5-0 aldığımız trabzon maçında maç esnasında ,maç ya 0-0 ya 1-0 öndeydik tam hatırlamıyorum, gökdeniz in altıpastan vurduğu bir topu çıkarmıştı, daha ilk hafta... adama beslenen en büyük sempati nedeni de odur sanırım :)

barış dedi ki...

eskiden derbiler deplasmanda da olsa ortada olurdu iki takım için de. şimdi direkt ev sahibi takım favori.

Gökhan dedi ki...

ben de bu maçın devre arasında abime yarın okula formayla giderim demiştim de abim dur daha belli olmaz demişti,aslında valerenga maçını düşünerek tedbirli olmam gerekirdi.

AQ-47 dedi ki...

@barış


Ev sahibi BJK olunca ev sahibinin favoriliğini sonuna kadar tartışırım...
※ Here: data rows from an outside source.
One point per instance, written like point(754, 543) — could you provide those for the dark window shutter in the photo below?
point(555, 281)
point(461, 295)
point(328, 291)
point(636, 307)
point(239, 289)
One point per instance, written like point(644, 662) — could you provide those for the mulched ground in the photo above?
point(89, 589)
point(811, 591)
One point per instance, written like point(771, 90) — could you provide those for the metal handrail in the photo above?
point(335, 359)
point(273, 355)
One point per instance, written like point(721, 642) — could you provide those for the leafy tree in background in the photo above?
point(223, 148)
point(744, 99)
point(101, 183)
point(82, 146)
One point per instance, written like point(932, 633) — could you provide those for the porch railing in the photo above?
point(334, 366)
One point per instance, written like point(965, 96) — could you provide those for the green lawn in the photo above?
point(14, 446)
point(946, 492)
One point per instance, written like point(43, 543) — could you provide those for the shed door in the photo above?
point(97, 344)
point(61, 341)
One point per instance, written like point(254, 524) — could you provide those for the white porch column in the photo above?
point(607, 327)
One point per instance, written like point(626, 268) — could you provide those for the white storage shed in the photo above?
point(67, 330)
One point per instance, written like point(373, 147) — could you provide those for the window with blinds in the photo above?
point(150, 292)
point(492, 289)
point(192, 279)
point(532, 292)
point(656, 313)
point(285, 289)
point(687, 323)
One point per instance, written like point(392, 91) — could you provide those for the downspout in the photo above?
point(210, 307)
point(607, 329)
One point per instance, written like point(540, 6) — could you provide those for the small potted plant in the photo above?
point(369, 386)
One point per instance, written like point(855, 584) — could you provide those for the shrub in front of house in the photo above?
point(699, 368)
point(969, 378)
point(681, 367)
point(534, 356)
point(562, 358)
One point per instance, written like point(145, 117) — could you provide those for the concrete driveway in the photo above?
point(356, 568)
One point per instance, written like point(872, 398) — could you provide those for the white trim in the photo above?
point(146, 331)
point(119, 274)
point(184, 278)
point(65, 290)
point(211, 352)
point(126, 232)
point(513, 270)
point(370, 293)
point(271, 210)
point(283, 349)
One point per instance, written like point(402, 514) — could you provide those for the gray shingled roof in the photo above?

O maçta Ronaldo 3. golü atsa da bizim takım 3tane yerdi emin olun, hatırlıyorum da taktik dehası Daum oyun kurucusuz oynarım arkadaş deyip Tümer'i 2:2 olana kadar oturtmuştu, orta sahada GS cirit atıyordu ve açıkçası bizim kahve 2 golün de geleceğini biliyordu...

plasmodium dedi ki...

O maçın başında sol korner direği yakınlarında florquinn'in İbrahim üzülmeze yapmış olduğu çift dalma hareketinin dünyanın her yerinde karşılığı kırmızıdır.Bu pozisyon ne derece kırılma anı olarak değerlendirilir bilemeyeceğim,ama Florquinn in kasaplığı cezasız kalmasa o maçı muhtemelen rahat bir şekilde alırdık.Ancak alışmış olduğumuz bir durum varki gssiz bir Türkiye şaibesiz bir gs düşünülemez.

Pamukk dedi ki...

yumurta olayına koptum gene yapalım :D

bursa maçında bobo kaçırmasaydı o rahat pozisyonu 3-2 yenilmezdik heralde

barış dedi ki...

inönüdeki fenerbahçe maçlarında değil de galatasarayla oynadığınız maçlarda bariz üstünsünüz son yıllarda.